The next moment the spy had removed the bloody clothing from the Briton’s wound, which he, with some knowledge of surgery, proceeded to examine.

He discovered that the half-ounce ball of the trader’s rifle had torn through the soldier’s right side, inflicting one of the ghastliest wounds the young spy had ever seen. The loss of blood had been very great, and now with that and the Herculean task of working the spy’s canoe from its moorings to the Cone, the Briton was as weak as a child.

“Your wound has stopped bleeding,” said Mark, looking into Runnion’s face, “and I must say that your case looks bilious. I can’t do much for you now; but when we get to a hiding-place, I’ll do the best I know how with you.”

Then Mark proceeded to place a pillow formed from his blanket, under the soldier’s head, and in other little ways tried to make him comfortable.

“I know a place where we can hide to-day,” said Mark, gliding to Effie’s side. “It is now far into the night, girl, and, thank fortune, before the dawn we shall reach the spot.”

He looked the savage he impersonated, while he sat at Effie’s side, and conversed with her in low whispers. The long heron plumes fluttered over his shoulders; he had the keen eye of the Ottawa, and his body was covered with glittering war-paint.

When the sky, at length, began to grow lighter in the east, the canoe increased its speed, under Morgan’s strong strokes, and when the dawn had fairly come the spy guided his little craft up a narrow stream walled by perpendicular rocks.
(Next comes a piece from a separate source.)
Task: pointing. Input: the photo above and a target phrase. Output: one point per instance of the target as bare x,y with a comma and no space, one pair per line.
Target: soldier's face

“There’s a cave not far from here, Effie,” he said, as the boat shot along, now and then grating upon rocks which proclaimed the shallowness of the stream they were navigating.

“Now that we are safe, Mark, I hope Wayne—”

The sentence was broken by the crack of a rifle overhead, the paddle fell from Mark Morgan’s hands, and he sunk down in the bottom of the boat.

With a light cry Effie St. Pierre snatched up the rifle that lay at her feet, and glanced upward.

Two figures on a projecting rock fifty feet above, commanded her attention.

“Throw down the rifle, girl,” said the silvery voice that floated down to her, while the boat spun around among the rocks.

The two figures began to descend.

“Hasten!” cried Effie, laying the rifle aside, and glancing at the bloody face of her lover. “He’s not an Indian,” and she pointed to him as she looked up again. “The young She-wolf has stained her hands with the blood of a friend!”

At this a cry escaped the lips of the foremost of the descending twain, and faster down the rocks came the beautiful Terror of the Maumee, and Kenowatha.